VM to VM bandwith ~6-7Gbps mit virtualized router

dannyyy

New Member
Nov 23, 2024
5
0
1
Hallo,

EDIT: Thought I was in a German speaking forum. Now translated into English.

Status Quo
On my Minisforum MS-01 (Intel 13900H, 96GB RAM), I run Proxmox with a virtualized router. On the router, only the basic firewalling rules are active, no IDS / IPS or any additional filters / proxies.
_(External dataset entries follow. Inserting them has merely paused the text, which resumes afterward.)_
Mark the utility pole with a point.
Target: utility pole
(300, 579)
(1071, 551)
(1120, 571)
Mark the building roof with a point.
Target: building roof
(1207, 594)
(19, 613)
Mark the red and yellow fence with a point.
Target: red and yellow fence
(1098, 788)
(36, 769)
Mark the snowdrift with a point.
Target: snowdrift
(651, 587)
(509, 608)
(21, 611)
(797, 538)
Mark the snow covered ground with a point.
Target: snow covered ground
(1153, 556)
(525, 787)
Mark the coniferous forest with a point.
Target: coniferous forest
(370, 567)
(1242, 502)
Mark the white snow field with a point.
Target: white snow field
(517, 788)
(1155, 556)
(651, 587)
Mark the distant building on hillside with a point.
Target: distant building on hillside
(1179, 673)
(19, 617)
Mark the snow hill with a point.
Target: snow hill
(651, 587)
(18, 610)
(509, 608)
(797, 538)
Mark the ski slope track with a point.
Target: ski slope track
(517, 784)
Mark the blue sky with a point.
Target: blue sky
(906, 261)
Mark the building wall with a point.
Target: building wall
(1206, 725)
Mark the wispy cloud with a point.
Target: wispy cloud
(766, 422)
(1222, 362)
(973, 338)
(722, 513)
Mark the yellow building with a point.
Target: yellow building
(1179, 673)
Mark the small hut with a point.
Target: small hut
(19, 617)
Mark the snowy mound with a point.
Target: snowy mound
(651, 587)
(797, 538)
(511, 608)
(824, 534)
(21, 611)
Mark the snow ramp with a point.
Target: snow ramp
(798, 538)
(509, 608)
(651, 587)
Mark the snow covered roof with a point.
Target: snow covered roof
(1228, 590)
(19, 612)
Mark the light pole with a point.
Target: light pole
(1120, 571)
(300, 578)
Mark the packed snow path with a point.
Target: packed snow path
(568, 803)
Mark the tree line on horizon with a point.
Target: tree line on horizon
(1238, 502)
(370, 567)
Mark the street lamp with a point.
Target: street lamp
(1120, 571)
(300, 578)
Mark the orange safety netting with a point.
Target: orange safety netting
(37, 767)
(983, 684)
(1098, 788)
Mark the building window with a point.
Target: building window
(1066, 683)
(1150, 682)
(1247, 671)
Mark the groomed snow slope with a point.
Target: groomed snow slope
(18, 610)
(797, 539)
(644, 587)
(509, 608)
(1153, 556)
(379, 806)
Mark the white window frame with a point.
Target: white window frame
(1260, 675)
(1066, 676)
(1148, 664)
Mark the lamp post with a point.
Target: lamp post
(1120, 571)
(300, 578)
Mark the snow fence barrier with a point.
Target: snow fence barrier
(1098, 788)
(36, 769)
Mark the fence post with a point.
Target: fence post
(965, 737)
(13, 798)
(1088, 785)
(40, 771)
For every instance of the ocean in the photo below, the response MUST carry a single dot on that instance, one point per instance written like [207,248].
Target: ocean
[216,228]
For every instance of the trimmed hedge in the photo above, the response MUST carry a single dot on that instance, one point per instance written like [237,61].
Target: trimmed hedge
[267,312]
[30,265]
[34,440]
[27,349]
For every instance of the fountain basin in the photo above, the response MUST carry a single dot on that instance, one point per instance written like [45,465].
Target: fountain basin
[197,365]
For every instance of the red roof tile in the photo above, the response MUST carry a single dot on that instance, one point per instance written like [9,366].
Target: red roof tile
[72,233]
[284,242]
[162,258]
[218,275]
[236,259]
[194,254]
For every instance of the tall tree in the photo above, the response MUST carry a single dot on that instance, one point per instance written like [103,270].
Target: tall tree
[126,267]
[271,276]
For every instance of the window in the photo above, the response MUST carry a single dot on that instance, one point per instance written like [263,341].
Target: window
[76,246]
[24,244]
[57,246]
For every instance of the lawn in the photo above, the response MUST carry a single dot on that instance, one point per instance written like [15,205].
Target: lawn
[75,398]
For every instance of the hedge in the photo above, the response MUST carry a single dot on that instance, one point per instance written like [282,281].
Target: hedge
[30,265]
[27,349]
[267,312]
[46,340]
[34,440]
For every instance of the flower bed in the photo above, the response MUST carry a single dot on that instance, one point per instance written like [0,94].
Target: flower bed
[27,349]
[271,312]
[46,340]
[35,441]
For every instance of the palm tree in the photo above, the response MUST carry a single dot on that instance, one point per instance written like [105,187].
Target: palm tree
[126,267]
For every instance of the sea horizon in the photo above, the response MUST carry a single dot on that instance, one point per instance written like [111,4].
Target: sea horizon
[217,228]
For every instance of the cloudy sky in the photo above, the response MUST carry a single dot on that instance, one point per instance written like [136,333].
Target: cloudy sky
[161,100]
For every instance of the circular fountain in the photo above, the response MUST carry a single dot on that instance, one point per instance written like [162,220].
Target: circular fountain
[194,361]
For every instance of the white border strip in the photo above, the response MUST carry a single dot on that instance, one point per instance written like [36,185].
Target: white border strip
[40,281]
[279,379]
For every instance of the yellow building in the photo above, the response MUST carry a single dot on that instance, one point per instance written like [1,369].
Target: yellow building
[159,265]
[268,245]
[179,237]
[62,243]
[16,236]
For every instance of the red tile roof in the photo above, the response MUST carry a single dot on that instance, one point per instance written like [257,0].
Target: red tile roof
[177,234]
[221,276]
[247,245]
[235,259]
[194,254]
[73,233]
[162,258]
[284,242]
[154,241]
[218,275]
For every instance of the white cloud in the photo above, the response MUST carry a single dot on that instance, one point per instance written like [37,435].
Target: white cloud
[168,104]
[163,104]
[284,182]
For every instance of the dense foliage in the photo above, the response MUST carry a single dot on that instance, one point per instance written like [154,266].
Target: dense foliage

Both, the ISP uplink as well as my switch are fully 10G. My virtualized router has currently 8 cores and 8GB memory assigned (also tested with higher resources) without success.
I tried independent OPNsense (what I had used so far) and VyOS.
My regular setup is having a VLAN aware bridge (vmbr1) and then assigning for each VLAN a virtual interface. But to test out, I also passed the vmbr1 as a trunk and let the router handle the VLAN with sub-interfaces (eth1.10, ...).

This is a sketch of my network setup:
1748526481367.png
Tests
I did several tests with Iper3. I wanted to test the uplink to my ISP from the router, as well ass from the VMs. Later I started testing the bandwidth between the VMs. Short, if the router has to do NATting at most, I get my desired speed. Which confirms, that my switch as well as the ISP uplink is fully functional and delivers the contracted bandwith.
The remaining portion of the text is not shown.